アレン君のような寄生型のエクソシストは、イノセンスが宿っている体の一部は完全に人でないものに変わっているんだし、それと同様に考えるなら彼女は人の形をしていても、人ではないものであると考えられる。」
「娟はちゃんとした人間ですよ!雪女の家系の生まれですが、変な生まれ方はしていません。両親がちゃんといます。それに僕とずっと一緒に育ってきたんです。」
へブラスカの説明をアルトが否定する。へブラスカは「しかし・・・」と反論したげだったが、気がついたように「そうだ」とコムイが張った声にかき消された。
「遺伝子という可能性はないかい。」
コムイの言葉に全員が注目した。
「雪女の家系だといったね。ということは彼女の先祖から寄生型のエクソシストは受け継がれてきたわけだ。母親から娘にイノセンスの力が伝わるということは普通はありえない。でも遺伝子にイノセンスが寄生していた場合はどうだろう。遺伝子は親から子へと受け継がれていく。その可能性は考えられないかい?」
「わから、ない・・・私には、そこまで識別することは・・・不可能、だ・・・。しかし・・・可能性は、ある・・・」
コムイは科学者の目つきに変わる。娟という未知のものに対する探究心がくすぐられたようだった。
「じゃあ、娟は、ちゃんとした"人"なんですよね。」
神田はその目を見逃さなかったし、隣にいたアルトもそれに気がついたようだった。
アルトはわざわざ人という単語を強調した。意図的にだ。それはコムイに対する牽制の意味を持っていた。

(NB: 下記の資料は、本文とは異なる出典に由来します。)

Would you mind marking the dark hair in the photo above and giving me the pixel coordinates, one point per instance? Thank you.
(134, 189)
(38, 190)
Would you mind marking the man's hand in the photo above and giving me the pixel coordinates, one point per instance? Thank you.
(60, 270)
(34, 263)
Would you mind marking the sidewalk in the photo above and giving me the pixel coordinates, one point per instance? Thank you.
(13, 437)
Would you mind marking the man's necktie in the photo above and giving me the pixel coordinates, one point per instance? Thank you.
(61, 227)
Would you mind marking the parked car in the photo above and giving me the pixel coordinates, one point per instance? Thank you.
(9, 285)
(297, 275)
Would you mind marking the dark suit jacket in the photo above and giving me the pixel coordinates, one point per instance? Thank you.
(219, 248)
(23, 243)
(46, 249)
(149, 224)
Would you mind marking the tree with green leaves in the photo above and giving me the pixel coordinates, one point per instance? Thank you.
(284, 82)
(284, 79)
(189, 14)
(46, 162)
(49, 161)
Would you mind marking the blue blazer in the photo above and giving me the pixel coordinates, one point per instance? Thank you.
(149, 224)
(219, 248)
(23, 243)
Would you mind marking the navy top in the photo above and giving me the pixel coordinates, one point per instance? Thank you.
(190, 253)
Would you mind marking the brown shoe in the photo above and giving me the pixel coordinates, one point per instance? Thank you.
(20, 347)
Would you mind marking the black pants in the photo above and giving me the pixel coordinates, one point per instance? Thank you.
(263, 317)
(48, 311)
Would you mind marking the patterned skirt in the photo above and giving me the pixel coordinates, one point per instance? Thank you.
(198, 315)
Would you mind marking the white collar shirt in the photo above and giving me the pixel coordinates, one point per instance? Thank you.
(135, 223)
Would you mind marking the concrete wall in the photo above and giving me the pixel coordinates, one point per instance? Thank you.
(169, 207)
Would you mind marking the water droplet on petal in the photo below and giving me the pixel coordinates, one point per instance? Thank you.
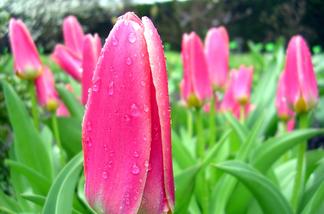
(132, 37)
(136, 155)
(111, 88)
(134, 110)
(114, 40)
(135, 169)
(129, 61)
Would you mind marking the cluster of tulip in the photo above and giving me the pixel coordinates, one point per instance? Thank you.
(207, 76)
(126, 127)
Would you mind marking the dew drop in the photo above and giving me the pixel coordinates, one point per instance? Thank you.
(132, 37)
(111, 88)
(136, 155)
(146, 109)
(135, 169)
(105, 175)
(114, 40)
(134, 110)
(129, 61)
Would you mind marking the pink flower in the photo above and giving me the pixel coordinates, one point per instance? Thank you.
(126, 129)
(242, 84)
(73, 35)
(195, 86)
(27, 63)
(283, 110)
(300, 79)
(46, 91)
(217, 56)
(91, 52)
(68, 61)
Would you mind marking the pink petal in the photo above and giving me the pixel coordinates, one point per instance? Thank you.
(217, 56)
(159, 187)
(117, 124)
(46, 91)
(198, 67)
(26, 59)
(73, 35)
(67, 61)
(91, 52)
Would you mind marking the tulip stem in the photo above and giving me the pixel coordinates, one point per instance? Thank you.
(300, 167)
(242, 113)
(200, 146)
(56, 131)
(212, 126)
(31, 88)
(189, 122)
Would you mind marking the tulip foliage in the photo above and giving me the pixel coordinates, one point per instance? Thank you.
(120, 128)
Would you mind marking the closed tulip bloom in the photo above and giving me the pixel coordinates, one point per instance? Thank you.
(73, 35)
(46, 91)
(300, 79)
(283, 110)
(91, 52)
(27, 63)
(242, 84)
(195, 86)
(68, 61)
(126, 128)
(217, 56)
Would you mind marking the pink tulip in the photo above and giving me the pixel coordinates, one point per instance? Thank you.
(126, 127)
(46, 91)
(217, 56)
(195, 86)
(27, 63)
(283, 110)
(91, 52)
(242, 84)
(67, 61)
(300, 79)
(62, 111)
(73, 35)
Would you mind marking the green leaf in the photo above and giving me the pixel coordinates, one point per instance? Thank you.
(267, 195)
(74, 106)
(180, 153)
(29, 147)
(273, 148)
(185, 183)
(39, 183)
(60, 197)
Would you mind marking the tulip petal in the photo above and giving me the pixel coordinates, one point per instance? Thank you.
(159, 187)
(91, 52)
(67, 61)
(73, 35)
(117, 128)
(26, 59)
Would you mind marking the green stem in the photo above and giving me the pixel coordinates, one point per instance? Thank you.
(200, 146)
(31, 88)
(212, 125)
(189, 122)
(300, 168)
(242, 113)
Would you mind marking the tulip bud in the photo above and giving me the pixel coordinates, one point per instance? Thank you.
(73, 35)
(91, 52)
(46, 92)
(242, 84)
(283, 110)
(195, 86)
(217, 56)
(126, 132)
(68, 61)
(27, 63)
(300, 79)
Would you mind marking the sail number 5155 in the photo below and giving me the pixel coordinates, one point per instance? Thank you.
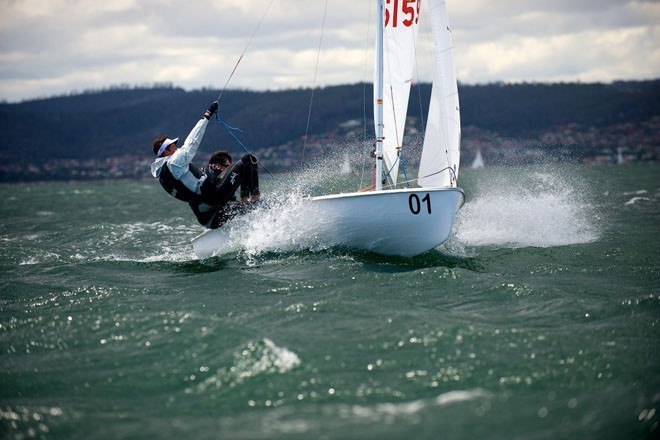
(416, 204)
(401, 12)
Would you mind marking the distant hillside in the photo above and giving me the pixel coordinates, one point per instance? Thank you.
(123, 121)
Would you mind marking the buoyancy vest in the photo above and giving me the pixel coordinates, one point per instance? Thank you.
(175, 187)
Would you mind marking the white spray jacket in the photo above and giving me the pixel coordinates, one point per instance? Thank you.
(179, 161)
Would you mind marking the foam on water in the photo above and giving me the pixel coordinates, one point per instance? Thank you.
(528, 209)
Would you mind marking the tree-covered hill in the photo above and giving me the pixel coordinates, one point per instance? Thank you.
(123, 121)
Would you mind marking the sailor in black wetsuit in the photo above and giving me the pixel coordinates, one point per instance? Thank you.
(207, 190)
(227, 177)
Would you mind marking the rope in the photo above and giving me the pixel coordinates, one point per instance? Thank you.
(245, 50)
(231, 131)
(316, 69)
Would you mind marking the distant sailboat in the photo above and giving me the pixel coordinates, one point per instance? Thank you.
(619, 156)
(478, 162)
(346, 165)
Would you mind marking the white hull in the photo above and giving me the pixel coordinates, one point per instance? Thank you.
(403, 222)
(393, 222)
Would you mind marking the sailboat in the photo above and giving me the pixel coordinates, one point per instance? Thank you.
(478, 162)
(395, 219)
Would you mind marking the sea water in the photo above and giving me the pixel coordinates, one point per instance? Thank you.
(538, 319)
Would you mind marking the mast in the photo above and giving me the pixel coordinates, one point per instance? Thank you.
(378, 92)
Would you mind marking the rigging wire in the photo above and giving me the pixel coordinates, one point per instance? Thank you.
(245, 50)
(316, 70)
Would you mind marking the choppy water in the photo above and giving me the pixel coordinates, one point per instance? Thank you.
(539, 319)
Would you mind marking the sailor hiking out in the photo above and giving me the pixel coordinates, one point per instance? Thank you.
(210, 190)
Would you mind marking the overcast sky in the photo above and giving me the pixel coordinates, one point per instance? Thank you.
(52, 47)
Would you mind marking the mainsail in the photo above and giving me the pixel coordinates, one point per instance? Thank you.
(441, 153)
(399, 39)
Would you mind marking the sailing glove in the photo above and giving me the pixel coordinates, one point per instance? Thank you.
(213, 108)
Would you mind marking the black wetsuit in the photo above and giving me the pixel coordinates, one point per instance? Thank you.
(217, 203)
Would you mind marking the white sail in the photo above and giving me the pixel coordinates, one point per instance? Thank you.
(399, 38)
(441, 152)
(478, 162)
(402, 221)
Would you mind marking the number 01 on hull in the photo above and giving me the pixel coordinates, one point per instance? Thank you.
(403, 222)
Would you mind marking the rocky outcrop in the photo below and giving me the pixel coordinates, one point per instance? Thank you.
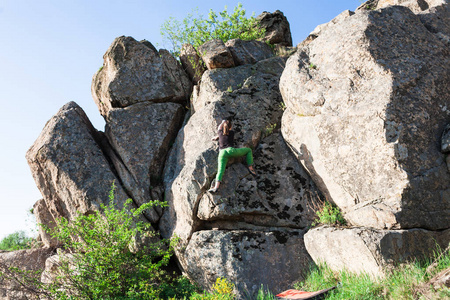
(371, 251)
(141, 135)
(363, 111)
(69, 167)
(248, 258)
(133, 72)
(192, 63)
(216, 55)
(277, 28)
(367, 102)
(278, 199)
(248, 52)
(323, 27)
(31, 260)
(414, 5)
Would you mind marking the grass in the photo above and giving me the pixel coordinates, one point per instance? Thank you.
(406, 281)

「あ、ああ・・・僕の推理ではね。でも可能性はどちらにもあるから、君の望む答えではないかもしれないよ。」
「それなら良かったです。」
アルトは腹の中が見えない笑みを浮かべた。
人であるという可能性も、イノセンスから作られた人でないものという可能性も五分と五分である。決して良かったとは言えない。アルトはおそらく、コムイが行き過ぎたことをしないことが確信できたことに良かったと言ったのだろう。
以外と腹黒いところも、モヤシに似ている。
神田はアルトに感心すると同時に、人に対する鋭さがイノセンスと関係しているのではと思い始めていた。